First, there are two gods of the sun mentioned in the text: Phoebus
Apollo and Helios. Phoebus Apollo is invoked as the god of poetry and
prophecy, and by extension the god of the Athenians and Corinthians --
Greeks in general. Apollo is the god of order, of art, of moderation
and civilization. Helios, on the other hand, is the deity of the older
age of the world, the god of wild Nature and barbarism, the Titan who
was replaced when the new gods took command of the world, and it is
from Helios that Medea is descended (she is his granddaughter.)
Euripides refers to Apollo several times, for instance:
Chorus: For Phoebus, Prince of Music,
Never bestowed the lyric inspiration
Through female understanding -
Or we'd find themes for poems,
We'd counter with our epics against man. (424ff.)
Medea: All happiness to you,
Aegeus, son of Pandion the wise!

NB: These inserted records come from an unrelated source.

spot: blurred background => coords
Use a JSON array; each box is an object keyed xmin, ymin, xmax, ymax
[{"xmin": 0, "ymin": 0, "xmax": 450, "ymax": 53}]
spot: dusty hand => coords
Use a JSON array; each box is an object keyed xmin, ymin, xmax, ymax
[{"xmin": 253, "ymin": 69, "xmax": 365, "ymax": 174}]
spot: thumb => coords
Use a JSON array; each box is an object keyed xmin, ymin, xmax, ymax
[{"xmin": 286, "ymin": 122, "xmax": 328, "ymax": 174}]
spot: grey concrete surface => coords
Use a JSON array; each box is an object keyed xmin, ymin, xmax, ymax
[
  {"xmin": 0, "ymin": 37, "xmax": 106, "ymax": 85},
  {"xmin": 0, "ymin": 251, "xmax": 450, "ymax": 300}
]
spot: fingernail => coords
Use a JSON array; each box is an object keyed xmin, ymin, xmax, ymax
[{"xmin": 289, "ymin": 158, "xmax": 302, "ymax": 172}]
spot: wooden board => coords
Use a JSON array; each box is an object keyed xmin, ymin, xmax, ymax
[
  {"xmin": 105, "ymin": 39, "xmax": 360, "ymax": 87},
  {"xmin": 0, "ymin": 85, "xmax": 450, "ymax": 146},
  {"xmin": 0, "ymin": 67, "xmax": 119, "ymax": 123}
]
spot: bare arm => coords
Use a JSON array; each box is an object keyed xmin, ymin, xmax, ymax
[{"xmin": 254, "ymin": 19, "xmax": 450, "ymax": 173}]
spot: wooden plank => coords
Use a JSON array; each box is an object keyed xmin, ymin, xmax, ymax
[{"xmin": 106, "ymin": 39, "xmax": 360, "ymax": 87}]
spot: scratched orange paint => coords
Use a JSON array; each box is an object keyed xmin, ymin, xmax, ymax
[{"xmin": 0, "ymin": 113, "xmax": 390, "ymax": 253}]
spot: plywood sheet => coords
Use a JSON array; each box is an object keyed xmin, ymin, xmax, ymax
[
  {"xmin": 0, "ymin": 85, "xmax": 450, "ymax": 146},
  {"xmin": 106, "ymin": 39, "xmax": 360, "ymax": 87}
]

Where have you come
Aegeus: From Delphi, the ancient oracle of Apollo.
Medea: The centre of the earth, the home of prophecy. (ca. 660)
Helios is never mentioned by name, but he is referred to repeatedly indirectly:
Medea: (Speaking to herself) Your father was king,
His father was the Sun-god. (ca 400.)
The genealogy of Medea would have been known by the audience of the
play, to wit that Helios was her grandfather.
Second, Vellacott himself mentions one paradox in the introduction,
when he notes that the Sun, giver of life, personally intervenes to
save his granddaughter, and thereby validates her crimes. (The dragons
that are pulling her chariot are there to remind the audience of the
dragon that had guarded the Golden Fleece, and which Medea helped
Jason to kill.) The poisoned crown which shoots out flames and the
dress that melts flesh are heirlooms of Helios. This paradox is meant
to reinforce that of Medea herself, who has murdered her own children.
Thus, Euripides is contrasting Nature, personified by Helios, which is
both creative and destructive in its ungoverned energy, with the
civilizing force of the arts, law, and society, personified by Apollo.
A Tragic Poet and his Play
All references to the text are from the Penguin Classics edition,
Euripides, Medea and Other Plays, 1963.